Evaluations the world over show that CCT programs made considerable impact on children’s schooling and health. For me, one doesn’t need an evaluation to tell you these because common sense will tell you that of course the more children are chivied up into schools and health centers (as a result of the conditions to get to the carrot) statistics will record that increase; of course, food poverty within the program period will go down at least for families who utilize the transfer to buy more food or nutritious food; but no you can’t expect 24,000 a year (or, 2,000 monthly) for 5 years to pull you out of poverty in the economic sense.*
So what I’d like to know in terms of impact from the CCT program is the extent to which it changed the behavior and attitude of recipient families toward health and education / are recipient families putting their children to school and the health center for primary health care even after the phase out of conditions and cash transfers?

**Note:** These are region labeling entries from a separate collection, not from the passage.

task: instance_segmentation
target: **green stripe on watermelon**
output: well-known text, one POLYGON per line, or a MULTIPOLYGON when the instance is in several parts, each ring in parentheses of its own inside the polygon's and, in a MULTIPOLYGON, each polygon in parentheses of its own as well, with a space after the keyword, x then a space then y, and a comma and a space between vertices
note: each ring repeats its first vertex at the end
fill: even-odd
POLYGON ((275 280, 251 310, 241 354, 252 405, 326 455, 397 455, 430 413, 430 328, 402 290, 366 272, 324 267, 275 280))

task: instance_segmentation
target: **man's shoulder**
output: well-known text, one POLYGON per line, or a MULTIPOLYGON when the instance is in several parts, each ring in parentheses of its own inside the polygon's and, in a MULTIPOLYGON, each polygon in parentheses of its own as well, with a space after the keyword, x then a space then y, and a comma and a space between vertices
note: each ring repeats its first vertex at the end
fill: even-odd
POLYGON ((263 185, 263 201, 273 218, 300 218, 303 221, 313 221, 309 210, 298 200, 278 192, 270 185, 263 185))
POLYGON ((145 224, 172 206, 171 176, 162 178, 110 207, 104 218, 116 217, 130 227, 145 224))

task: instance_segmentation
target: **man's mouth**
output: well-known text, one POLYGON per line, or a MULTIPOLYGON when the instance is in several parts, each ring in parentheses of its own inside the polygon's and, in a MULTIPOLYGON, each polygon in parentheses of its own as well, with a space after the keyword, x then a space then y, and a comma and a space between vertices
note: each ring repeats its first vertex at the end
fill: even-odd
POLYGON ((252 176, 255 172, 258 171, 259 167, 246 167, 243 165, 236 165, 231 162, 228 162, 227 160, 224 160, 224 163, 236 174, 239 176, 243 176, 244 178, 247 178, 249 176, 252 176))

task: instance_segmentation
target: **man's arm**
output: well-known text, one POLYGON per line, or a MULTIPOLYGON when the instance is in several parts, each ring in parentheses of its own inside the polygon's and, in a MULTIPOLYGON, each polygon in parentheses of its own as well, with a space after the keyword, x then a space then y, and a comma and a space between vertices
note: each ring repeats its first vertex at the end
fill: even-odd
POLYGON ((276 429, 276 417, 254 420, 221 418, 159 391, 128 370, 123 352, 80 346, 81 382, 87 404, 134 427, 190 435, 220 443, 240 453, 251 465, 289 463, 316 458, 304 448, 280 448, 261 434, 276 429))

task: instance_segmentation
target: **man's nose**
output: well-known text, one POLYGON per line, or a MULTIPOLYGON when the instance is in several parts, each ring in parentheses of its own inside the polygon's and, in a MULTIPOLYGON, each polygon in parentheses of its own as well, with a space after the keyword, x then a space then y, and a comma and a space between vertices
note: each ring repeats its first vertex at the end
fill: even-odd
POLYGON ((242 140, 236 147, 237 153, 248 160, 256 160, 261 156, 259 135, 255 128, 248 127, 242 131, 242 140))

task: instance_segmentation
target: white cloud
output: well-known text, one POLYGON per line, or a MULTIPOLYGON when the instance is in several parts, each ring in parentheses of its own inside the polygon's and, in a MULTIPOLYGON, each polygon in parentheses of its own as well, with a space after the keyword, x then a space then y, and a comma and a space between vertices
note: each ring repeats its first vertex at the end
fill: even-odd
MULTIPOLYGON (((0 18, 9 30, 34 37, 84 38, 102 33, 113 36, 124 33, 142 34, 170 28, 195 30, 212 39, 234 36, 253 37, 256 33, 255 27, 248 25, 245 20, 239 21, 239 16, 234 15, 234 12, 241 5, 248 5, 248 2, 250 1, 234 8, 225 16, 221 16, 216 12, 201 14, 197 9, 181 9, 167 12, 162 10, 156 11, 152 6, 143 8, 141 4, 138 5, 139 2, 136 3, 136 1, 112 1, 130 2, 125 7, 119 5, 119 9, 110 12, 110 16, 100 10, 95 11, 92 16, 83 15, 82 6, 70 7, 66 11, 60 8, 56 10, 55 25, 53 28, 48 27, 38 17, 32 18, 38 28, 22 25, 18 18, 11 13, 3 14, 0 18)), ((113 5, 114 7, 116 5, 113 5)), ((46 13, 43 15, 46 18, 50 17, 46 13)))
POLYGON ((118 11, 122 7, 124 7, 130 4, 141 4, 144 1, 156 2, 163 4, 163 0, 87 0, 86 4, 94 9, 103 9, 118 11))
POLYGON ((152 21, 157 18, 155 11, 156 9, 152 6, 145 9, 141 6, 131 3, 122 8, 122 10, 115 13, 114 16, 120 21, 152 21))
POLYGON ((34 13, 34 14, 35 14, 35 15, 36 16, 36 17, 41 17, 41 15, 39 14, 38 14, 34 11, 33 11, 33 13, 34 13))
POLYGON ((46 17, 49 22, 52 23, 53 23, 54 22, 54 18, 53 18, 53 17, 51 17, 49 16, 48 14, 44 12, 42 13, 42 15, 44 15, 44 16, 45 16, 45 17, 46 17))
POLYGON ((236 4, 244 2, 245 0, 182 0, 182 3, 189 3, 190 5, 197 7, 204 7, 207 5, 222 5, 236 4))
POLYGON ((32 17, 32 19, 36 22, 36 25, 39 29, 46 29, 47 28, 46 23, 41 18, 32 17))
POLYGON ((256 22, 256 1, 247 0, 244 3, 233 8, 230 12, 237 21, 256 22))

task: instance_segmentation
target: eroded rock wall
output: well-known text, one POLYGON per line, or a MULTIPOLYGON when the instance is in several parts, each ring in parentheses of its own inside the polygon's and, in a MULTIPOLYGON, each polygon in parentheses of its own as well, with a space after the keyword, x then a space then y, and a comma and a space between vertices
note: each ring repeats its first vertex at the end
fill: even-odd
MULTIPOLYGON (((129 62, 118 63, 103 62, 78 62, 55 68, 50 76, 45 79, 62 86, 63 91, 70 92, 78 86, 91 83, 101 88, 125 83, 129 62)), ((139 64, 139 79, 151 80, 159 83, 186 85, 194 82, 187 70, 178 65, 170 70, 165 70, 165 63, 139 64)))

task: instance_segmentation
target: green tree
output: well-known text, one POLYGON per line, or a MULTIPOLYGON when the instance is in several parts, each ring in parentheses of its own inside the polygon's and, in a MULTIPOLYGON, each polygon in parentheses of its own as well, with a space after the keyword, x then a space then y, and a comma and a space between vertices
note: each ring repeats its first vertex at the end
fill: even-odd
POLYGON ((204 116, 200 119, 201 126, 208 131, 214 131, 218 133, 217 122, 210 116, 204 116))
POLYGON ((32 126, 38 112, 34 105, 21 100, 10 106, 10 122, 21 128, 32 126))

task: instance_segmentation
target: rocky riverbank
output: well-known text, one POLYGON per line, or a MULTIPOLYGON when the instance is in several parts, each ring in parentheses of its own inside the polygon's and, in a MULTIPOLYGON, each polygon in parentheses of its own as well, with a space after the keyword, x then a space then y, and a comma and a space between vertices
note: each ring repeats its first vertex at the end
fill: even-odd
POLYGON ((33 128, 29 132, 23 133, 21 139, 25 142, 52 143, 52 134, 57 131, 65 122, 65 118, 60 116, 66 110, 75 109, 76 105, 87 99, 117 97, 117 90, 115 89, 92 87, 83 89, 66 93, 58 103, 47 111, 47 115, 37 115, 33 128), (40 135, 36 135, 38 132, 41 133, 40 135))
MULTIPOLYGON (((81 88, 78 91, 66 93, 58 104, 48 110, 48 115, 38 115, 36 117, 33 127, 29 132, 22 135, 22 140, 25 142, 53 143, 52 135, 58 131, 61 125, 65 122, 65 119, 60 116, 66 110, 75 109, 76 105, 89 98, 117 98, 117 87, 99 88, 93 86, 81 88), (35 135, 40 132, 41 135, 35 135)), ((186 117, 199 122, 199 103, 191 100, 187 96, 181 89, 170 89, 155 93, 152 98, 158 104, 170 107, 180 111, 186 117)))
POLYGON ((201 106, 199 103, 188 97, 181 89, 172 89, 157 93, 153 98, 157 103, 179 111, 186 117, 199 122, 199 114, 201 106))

This is what CCT is really for in the long term, the conditions are really to change the behavior and attitude of families toward health and education and the cash transfers are the incentives to “push” them toward realizing that: the carrot at the end of the stick. Impact evaluations of CCTs should therefore look at this and these can be studied perhaps five years after the phase out of the program (enough time to have everything from the program seep in and be actualized into practice).
Anyway my point really is, sound evidence and analysis will give you a plan (strategies, projects and programs) responsive to realities. And because realities change relative to time research and evaluation to capture that change or development should be done at regular intervals. This is how a plan is said to be a living document (as opposed to one that is cast in stone; because it’s lifeless it loses usefulness).
* I’ve come across quite a number of families (who haven’t reached maximum number of children allowed in the program) who say the cash transfer is actually an incentive to have more children within the program period it’ll mean an additional amount. This means CCT is incentivizing more children among already poor families who are cashing in on the program / population growth in aggregate – is this a good thing?